1. Hierarchical simulation of energetic materials Our research builds a comprehensive understanding of energetic materials from the ground up using a hierarchical, multiscale modeling approach. We begin at the fundamental level, simulating atomic and molecular interactions to capture the chemistry that drives energy release. From there, we scale up to the mesoscopic level, modeling the behavior of grains, defects, and hotspots, which are critical in determining how and when a material will ignite. Finally, these insights are integrated into continuum-level hydrodynamic models that describe the propagation of detonation waves. By bridging these scales, we create a seamless predictive framework that moves beyond empirical models, enabling the design of safer and more reliable energetic materials from first principles.

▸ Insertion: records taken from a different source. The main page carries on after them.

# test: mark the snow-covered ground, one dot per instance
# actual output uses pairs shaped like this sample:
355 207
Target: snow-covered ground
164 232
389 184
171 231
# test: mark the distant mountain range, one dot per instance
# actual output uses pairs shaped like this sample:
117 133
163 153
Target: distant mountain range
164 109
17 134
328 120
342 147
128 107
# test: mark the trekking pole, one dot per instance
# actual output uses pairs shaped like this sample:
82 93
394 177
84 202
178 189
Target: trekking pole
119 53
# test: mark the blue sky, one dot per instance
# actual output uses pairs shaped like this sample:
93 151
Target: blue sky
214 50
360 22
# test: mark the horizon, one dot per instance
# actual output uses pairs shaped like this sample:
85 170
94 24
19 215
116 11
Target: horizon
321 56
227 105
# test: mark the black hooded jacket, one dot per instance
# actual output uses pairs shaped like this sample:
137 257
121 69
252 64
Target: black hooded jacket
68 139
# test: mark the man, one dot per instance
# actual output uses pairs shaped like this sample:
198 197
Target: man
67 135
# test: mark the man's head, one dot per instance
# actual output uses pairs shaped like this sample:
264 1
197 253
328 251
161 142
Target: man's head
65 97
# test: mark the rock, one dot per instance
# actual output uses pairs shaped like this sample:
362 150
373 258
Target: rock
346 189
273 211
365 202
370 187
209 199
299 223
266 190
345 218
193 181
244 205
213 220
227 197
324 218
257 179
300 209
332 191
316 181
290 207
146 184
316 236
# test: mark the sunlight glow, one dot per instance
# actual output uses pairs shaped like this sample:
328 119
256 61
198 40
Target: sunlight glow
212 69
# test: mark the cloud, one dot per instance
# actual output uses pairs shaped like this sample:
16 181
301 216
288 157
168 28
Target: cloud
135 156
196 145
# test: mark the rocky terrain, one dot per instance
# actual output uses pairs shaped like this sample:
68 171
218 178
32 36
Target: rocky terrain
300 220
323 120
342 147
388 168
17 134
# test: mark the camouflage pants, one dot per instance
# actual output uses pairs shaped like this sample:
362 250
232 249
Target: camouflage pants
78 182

2. Stochastic models of ignition The performance of energetic materials is often unpredictable, as small-scale inconsistencies in their structure and environment can lead to surprisingly large variations in behavior. Conventional deterministic models fail to capture this inherent randomness. Our research addresses this gap by developing stochastic models that embrace this uncertainty. We focus on how random events at the micro- and meso-scales—such as within individual grains—govern critical phenomena like ignition and the propagation of burn fronts. By shifting from a purely deterministic to a stochastic viewpoint, we aim to create more robust and predictive models that account for the real-world variability of these complex materials.
3. Machine Learning Solid Propellants The reliability of solid propellants hinges on their mechanical integrity, but predicting how a propellant will behave based on its chemical makeup is a notoriously difficult problem. Our research uses machine learning to tackle this challenge head-on. By training algorithms on vast datasets of propellant formulations and their experimentally measured stress-strain responses, we uncover the subtle, data-driven relationships between chemistry and performance. The goal is to move beyond trial-and-error, creating predictive models that not only ensure reliability under demanding operational conditions but also reveal fundamental design rules for creating the next generation of advanced propellants.
4. Functional Materials This research focuses on the modeling of functional materials with tailored properties. We explore a range of advanced materials, including high-entropy alloys and metallic nanoparticles for energetic applications. By combining large-scale molecular simulations, multiphase hydrodynamic models and theory, we aim to understand and predict material behavior under extreme conditions. One key area is investigating how metallic nanoparticles, like aluminum, can enhance the performance of energetic materials by optimizing their interaction with detonation waves. Another focus is the discovery of novel high-entropy materials with exceptional properties. We also study MAX phases, a class of nanolaminated materials that combine metallic and ceramic properties, to understand their anomalous energy release and unique response to shockwaves. These projects integrate modeling with experimental collaborations to accelerate the design of next-generation functional materials.